We recently published a blog post highlighting the impacts of the Russian-Ukraine conflict on cyber insurance. We now have additional information on this matter to share with you.
Cybersecurity insurance market professionals are anticipating that the ongoing conflict between Russia and Ukraine will likely lead to an increase in cyber attacks and insurance claims.
Industry professionals note that most cyber insurance policies do include war exclusions. However, applying those exclusions depends on the language in the policies as well as the context and facts related to each cyber attack.
War exclusions will be the key to determining whether the cyber insurance market will face a significant claims aggregation event.
War exclusion wording
According to a recently released report by Lockton, there is no industry standard for war exclusion wording in cyber insurance policies. However, Lockton did note that some general exclusions do not apply to cyber terrorism.
Lockton provided key themes based on general wordings found in cybersecurity policy exclusion:
- War, including undeclared or civil war
- War-like action by a military force, including action in hindering or defending against an actual or expected attack, by any government, sovereign, or other authority using military personnel or other agents; or
- Insurrection, rebellion, revolution, usurped power, or action taken by governmental authority in hindering or defending against any of these.

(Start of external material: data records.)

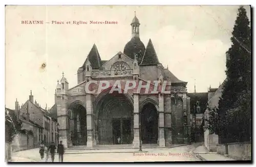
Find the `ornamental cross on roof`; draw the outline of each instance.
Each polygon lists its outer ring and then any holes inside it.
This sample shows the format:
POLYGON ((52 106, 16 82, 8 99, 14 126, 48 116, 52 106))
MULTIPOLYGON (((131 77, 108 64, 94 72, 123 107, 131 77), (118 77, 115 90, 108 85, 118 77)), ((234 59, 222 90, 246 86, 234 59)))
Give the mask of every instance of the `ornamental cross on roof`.
POLYGON ((134 59, 137 59, 138 58, 138 55, 137 54, 136 54, 135 53, 134 53, 134 59))

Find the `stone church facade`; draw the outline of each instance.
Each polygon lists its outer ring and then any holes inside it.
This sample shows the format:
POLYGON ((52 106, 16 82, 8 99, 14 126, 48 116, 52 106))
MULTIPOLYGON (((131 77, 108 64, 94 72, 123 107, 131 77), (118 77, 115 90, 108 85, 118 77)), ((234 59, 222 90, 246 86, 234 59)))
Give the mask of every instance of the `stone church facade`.
POLYGON ((132 39, 109 60, 102 60, 95 44, 77 71, 77 85, 69 87, 62 77, 55 90, 59 140, 66 147, 120 144, 139 147, 190 142, 190 116, 187 82, 159 62, 151 39, 146 47, 139 37, 139 20, 132 23, 132 39), (170 93, 109 93, 86 92, 91 81, 167 81, 170 93))

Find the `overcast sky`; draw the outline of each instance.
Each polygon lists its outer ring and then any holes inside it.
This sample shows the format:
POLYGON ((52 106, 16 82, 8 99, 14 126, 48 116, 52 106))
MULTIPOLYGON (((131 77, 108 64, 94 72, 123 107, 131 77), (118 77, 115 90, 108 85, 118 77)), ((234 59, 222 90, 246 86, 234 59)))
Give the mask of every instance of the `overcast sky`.
MULTIPOLYGON (((123 52, 131 38, 134 11, 146 46, 151 38, 158 59, 189 92, 206 92, 225 78, 225 52, 239 6, 9 6, 6 13, 6 105, 21 105, 32 90, 41 107, 54 103, 62 72, 71 87, 94 43, 102 60, 123 52), (117 25, 22 25, 22 20, 115 21, 117 25), (46 63, 44 69, 40 68, 46 63)), ((250 7, 245 7, 248 17, 250 7)))

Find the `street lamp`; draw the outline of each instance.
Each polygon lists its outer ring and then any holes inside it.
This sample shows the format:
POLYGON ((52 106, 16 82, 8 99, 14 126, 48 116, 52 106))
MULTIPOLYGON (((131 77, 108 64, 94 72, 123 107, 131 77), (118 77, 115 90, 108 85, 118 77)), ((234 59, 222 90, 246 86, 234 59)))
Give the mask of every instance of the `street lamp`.
POLYGON ((140 140, 140 146, 139 146, 139 151, 142 151, 142 150, 141 149, 141 123, 139 123, 139 140, 140 140))
POLYGON ((59 123, 57 123, 57 132, 58 133, 58 144, 59 144, 59 123))
POLYGON ((139 113, 139 139, 140 140, 139 151, 142 151, 141 149, 141 114, 139 113))

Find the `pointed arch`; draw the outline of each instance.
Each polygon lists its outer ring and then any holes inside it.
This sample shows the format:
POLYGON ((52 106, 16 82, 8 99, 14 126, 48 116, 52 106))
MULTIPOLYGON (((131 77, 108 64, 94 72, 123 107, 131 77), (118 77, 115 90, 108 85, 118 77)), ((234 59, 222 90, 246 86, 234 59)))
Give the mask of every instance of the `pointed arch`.
POLYGON ((150 98, 147 98, 147 99, 145 99, 140 105, 139 107, 139 111, 140 112, 141 111, 143 106, 147 104, 147 103, 151 103, 153 105, 154 105, 155 107, 156 107, 156 109, 157 109, 157 112, 159 111, 159 107, 158 106, 158 104, 157 102, 156 102, 154 100, 150 98))

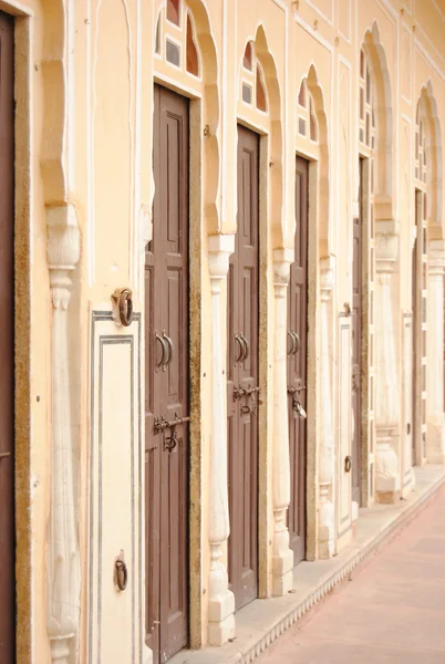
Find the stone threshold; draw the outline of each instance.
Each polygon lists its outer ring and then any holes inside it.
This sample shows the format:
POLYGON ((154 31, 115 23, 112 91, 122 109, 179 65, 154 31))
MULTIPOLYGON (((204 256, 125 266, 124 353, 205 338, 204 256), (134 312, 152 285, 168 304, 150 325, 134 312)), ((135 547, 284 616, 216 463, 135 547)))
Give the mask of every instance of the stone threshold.
POLYGON ((443 466, 414 468, 415 487, 397 505, 359 510, 353 541, 330 560, 300 562, 293 571, 293 590, 283 598, 255 600, 236 613, 236 639, 222 647, 184 650, 170 664, 248 664, 307 613, 352 570, 415 513, 445 485, 443 466))

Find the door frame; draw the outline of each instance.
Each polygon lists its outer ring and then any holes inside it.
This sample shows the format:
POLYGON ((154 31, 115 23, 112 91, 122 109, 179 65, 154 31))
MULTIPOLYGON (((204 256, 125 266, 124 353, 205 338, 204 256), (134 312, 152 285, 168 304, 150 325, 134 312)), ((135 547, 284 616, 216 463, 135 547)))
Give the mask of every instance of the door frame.
POLYGON ((204 550, 201 540, 203 499, 201 490, 203 470, 206 464, 203 458, 207 456, 203 436, 209 437, 210 422, 204 426, 201 413, 209 413, 209 391, 205 391, 207 372, 203 367, 203 353, 207 356, 211 343, 211 320, 203 317, 203 291, 206 290, 203 276, 203 261, 194 260, 203 256, 203 240, 205 234, 201 229, 203 210, 203 159, 201 159, 201 116, 203 97, 195 92, 173 85, 162 77, 153 76, 153 86, 159 85, 172 90, 176 94, 189 100, 189 196, 188 200, 188 283, 189 283, 189 480, 188 480, 188 641, 190 650, 203 645, 203 590, 207 580, 201 574, 196 574, 196 569, 203 569, 204 550), (207 346, 207 347, 206 347, 207 346), (203 373, 204 371, 204 373, 203 373))
MULTIPOLYGON (((17 664, 27 664, 32 652, 32 511, 31 511, 31 232, 32 200, 32 14, 6 0, 2 11, 14 19, 14 519, 17 664), (17 56, 20 54, 20 56, 17 56), (20 471, 19 471, 20 470, 20 471)), ((40 212, 40 210, 39 210, 40 212)), ((34 403, 40 396, 34 396, 34 403)))

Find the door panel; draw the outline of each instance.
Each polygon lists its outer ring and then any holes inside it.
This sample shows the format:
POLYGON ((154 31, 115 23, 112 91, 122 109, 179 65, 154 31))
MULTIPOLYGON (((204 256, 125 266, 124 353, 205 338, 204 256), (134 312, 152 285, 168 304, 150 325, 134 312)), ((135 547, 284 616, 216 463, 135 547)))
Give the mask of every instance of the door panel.
POLYGON ((288 527, 294 564, 306 557, 307 421, 299 415, 297 406, 300 404, 307 411, 308 175, 309 163, 301 157, 297 157, 296 258, 290 268, 288 291, 288 413, 290 453, 288 527))
POLYGON ((353 219, 352 230, 352 500, 361 505, 361 439, 362 439, 362 256, 363 256, 363 159, 360 159, 360 217, 353 219))
POLYGON ((228 276, 229 581, 240 609, 258 596, 258 136, 238 127, 238 231, 228 276))
POLYGON ((153 240, 145 255, 146 643, 188 643, 188 102, 155 86, 153 240), (159 430, 161 429, 161 430, 159 430))
POLYGON ((13 20, 0 12, 0 662, 15 661, 13 20))

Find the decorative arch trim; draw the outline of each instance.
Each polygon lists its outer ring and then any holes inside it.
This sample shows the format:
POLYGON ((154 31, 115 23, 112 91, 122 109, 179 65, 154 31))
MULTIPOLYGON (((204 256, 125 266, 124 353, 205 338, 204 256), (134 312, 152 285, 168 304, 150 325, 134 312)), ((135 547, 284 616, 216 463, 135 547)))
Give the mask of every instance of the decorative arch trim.
POLYGON ((366 30, 362 48, 373 73, 377 129, 374 209, 375 220, 383 221, 393 218, 393 111, 390 71, 376 21, 366 30))
MULTIPOLYGON (((434 239, 443 239, 443 155, 442 155, 442 129, 441 118, 437 111, 437 102, 434 96, 433 84, 428 80, 421 90, 417 101, 421 118, 426 125, 426 158, 428 208, 427 220, 434 239)), ((433 239, 433 238, 432 238, 433 239)))

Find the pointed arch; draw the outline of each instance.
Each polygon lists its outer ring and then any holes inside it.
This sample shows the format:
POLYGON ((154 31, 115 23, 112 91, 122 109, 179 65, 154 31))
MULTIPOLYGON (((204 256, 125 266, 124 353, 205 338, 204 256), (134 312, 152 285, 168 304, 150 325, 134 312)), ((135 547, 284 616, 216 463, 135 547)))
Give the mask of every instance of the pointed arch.
POLYGON ((200 75, 204 83, 203 94, 203 125, 207 127, 204 139, 203 169, 203 207, 209 232, 218 232, 221 220, 219 218, 219 91, 218 91, 218 61, 215 39, 210 29, 210 21, 203 0, 188 0, 195 40, 200 59, 200 75))
POLYGON ((423 122, 426 129, 426 160, 427 160, 427 221, 430 230, 434 230, 435 239, 442 239, 442 131, 434 97, 433 84, 428 80, 421 90, 417 101, 416 116, 423 122))
POLYGON ((362 49, 371 65, 376 124, 375 220, 393 218, 393 112, 386 54, 376 21, 366 30, 362 49))
POLYGON ((278 83, 277 65, 269 51, 265 27, 260 23, 255 37, 255 50, 261 66, 263 84, 267 95, 267 111, 270 126, 270 184, 269 184, 269 212, 275 247, 284 246, 284 231, 282 219, 283 205, 283 166, 282 166, 282 123, 281 123, 281 93, 278 83))
POLYGON ((313 107, 318 123, 319 144, 319 206, 318 206, 318 241, 320 256, 329 253, 329 137, 328 118, 324 110, 323 91, 321 90, 317 70, 311 64, 307 77, 308 90, 313 100, 313 107))

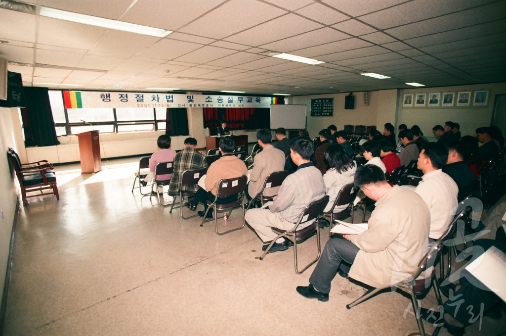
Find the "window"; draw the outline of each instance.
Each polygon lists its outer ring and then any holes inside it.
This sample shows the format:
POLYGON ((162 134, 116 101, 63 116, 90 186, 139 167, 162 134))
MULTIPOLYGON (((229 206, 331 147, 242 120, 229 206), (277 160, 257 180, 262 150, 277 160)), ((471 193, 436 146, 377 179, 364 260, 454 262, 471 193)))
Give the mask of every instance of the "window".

Interpreting war exclusions: two approaches
US courts that are making decisions interpreting war exclusions are taking two varying analytical approaches:
The more traditional approach focuses on if a specific conflict has been formally declared a war by governments.
The second approach interprets “war” to mean what the ordinary person would think it means. The courts look at the facts and context of a conflict and if it indicates war. For example, the courts assess the combatants, their organizations, and uniform usage as well as the types of weapons utilized.
Since every conflict, every cybersecurity insurance policy, and every claim are unique, each analysis will be based on fact. Unfortunately, it will be difficult to determine responsibility for many cyber attacks due to the anonymity provided by online environments. Lockton stated that to the best of its knowledge, there has not been a United States court to consider war exclusion in a cybersecurity insurance policy yet.
Cyber attacks are coming
Even though the industry has not yet seen an increase in cyber attacks attributed to the Russia-Ukraine conflict, authorities and regulators have warned that cyber attacks are coming.
The White House recently highlighted the importance of enhancing cyber defenses at both public institutions and private organizations. Cybersecurity professionals anticipate that oil and gas companies, electrical grids, healthcare facilities, financial services, as well as construction firms could be particularly vulnerable.